CSE : que deviennent les usages appliqués aux CE et CHSCT ?

L’ordonnance du 20 décembre 2017, qui a complété les ordonnances Macron du 22 septembre 2017, précise le régime applicable au comité social et économique (CSE) en prévoyant que les dispositions conventionnelles relatives aux actuelles instances (CE, CHSCT, DP, DUP, etc.) ne s’appliquent pas au CSE mis en place. Mais elle n’indique pas le sort des usages. En effet, l’ordonnance publiée en décembre 2017 ne vise que les accords d’entreprise (1). Toutefois, il est possible de considérer que les usages ne devraient pas trouver à s’appliquer non plus (2).

     1. Le principe de non application au CSE des accords relatifs aux anciennes institutions représentatives du personnel

En effet, l’article 3.VII de l’ordonnance du 20 décembre 2017 prévoit que les stipulations des accords d’entreprises relatives aux anciennes institutions représentatives du personnel cessent de produire effet à compter de la date du premier tour des élections du CSE. Ces dispositions conventionnelles ne pourront donc pas s’appliquer au CSE et à ses membres, quel que soit leur objet (heures de délégation supplémentaires, droit à un expert pour chaque consultation, délai prolongé de consultation, etc.).
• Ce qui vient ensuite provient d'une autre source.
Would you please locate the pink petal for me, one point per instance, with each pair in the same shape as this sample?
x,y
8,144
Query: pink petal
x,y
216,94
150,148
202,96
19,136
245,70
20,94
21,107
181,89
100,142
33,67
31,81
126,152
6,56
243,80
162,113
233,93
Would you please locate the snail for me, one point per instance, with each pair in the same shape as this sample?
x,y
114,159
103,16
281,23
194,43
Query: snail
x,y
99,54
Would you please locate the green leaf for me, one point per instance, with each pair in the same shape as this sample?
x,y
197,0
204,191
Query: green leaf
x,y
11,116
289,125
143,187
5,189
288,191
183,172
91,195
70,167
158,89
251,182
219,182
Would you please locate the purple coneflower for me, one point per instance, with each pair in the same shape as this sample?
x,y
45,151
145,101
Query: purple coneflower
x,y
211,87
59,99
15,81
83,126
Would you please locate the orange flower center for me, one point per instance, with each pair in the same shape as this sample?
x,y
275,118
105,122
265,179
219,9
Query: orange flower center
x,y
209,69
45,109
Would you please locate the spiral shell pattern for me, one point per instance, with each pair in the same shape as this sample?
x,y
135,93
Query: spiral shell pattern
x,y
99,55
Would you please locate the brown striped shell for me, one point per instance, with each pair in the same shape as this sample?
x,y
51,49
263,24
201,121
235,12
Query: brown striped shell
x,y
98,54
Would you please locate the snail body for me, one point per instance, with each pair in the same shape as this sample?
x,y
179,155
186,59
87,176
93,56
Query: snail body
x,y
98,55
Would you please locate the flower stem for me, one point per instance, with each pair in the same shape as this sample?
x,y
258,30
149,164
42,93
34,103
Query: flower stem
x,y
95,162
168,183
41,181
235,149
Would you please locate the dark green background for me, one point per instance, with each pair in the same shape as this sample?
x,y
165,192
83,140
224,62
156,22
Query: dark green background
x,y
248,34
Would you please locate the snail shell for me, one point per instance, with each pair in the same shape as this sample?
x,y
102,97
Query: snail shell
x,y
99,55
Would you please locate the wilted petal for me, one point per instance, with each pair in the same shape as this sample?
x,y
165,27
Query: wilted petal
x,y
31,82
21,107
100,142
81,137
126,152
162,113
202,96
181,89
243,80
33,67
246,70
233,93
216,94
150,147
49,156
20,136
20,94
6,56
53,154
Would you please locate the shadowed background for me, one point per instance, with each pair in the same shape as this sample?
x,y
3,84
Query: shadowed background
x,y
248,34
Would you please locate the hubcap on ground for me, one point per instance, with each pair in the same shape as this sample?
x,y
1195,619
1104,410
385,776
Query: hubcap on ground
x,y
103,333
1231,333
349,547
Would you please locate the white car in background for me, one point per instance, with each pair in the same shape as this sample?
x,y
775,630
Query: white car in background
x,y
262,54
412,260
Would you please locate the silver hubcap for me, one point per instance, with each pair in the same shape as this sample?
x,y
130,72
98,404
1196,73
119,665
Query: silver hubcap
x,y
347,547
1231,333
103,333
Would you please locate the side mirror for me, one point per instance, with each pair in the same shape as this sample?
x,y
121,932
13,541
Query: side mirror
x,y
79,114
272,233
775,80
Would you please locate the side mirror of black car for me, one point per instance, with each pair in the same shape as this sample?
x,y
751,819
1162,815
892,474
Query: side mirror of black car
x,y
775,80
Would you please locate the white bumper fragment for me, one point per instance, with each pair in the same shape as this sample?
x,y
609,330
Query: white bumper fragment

Étrangement, l’ordonnance vise les « accords d’entreprise », semblant ainsi exclure les accords de groupe et de branche. Toutefois, par soucis de cohérence et de simplification, les entreprises considèrent que le principe défini par l’ordonnance du 20 décembre 2017 s’applique bien à toutes les dispositions conventionnelles, quel que soit l’accord qui les stipule.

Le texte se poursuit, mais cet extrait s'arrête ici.